Lady Rose's Daughter eBook

This eBook from the Gutenberg Project consists of approximately 497 pages of information about Lady Rose's Daughter.

Lady Rose's Daughter eBook

This eBook from the Gutenberg Project consists of approximately 497 pages of information about Lady Rose's Daughter.

On a stand near the fire lay two or three yellow volumes—­some recent French essays, a volume of memoirs, a tale of Bourget’s, and so forth.  These were flanked by Sir Henry Maine’s Popular Government, and a recent brilliant study of English policy in Egypt—­both of them with the name “Richard J. Montresor” on the title-page.  The last number of Dr. Meredith’s paper, The New Rambler, was there also; and, with the paper-knife still in its leaves, the journal of the latest French traveller in Mokembe, a small “H.W.” inscribed in the top right-hand corner of its gray cover.

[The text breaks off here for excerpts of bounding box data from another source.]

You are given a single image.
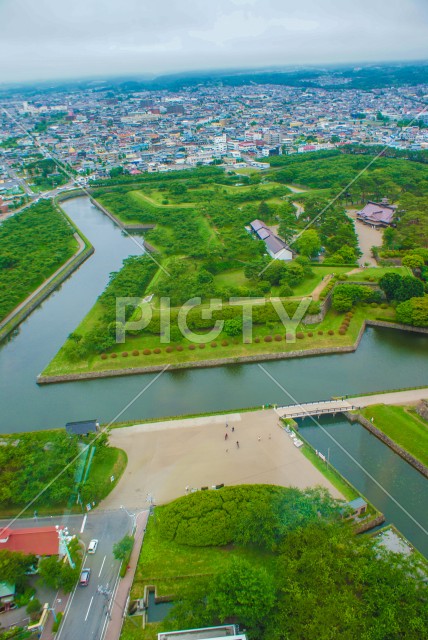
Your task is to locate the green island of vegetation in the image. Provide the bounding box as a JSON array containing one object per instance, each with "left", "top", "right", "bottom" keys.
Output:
[
  {"left": 359, "top": 404, "right": 428, "bottom": 466},
  {"left": 43, "top": 150, "right": 428, "bottom": 376},
  {"left": 0, "top": 200, "right": 78, "bottom": 321},
  {"left": 0, "top": 430, "right": 127, "bottom": 518},
  {"left": 121, "top": 485, "right": 428, "bottom": 640}
]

Julie finished her Stores order with a sigh of relief.  Then she wrote half a dozen business notes, and prepared a few checks for Lady Henry’s signature.  When this was done the two dachshunds, who had been lying on the rug spying out her every movement, began to jump upon her.

But Julie laughed in their faces.  “It’s raining,” she said, pointing to the window—­“raining! So there!  Either you won’t go out at all, or you’ll go with John.”

John was the second footman, whom the dogs hated.  They returned crestfallen to the rug and to a hungry waiting on Providence.  Julie took up a letter on foreign paper which had reached her that morning, glanced at the door, and began to reread its closely written sheets.  It was from an English diplomat on a visit to Egypt, a man on whom the eyes of Europe were at that moment fixed.  That he should write to a woman at all, on the subjects of the letter, involved a compliment hors ligne; that he should write with this ease, this abandonment, was indeed remarkable.  Julie flushed a little as she read.  But when she came to the end she put it aside with a look of worry.  “I wish he’d write to Lady Henry,” was her thought.  “She hasn’t had a line from him for weeks.  I shouldn’t wonder if she suspects already.  When any one talks of Egypt, I daren’t open my lips.”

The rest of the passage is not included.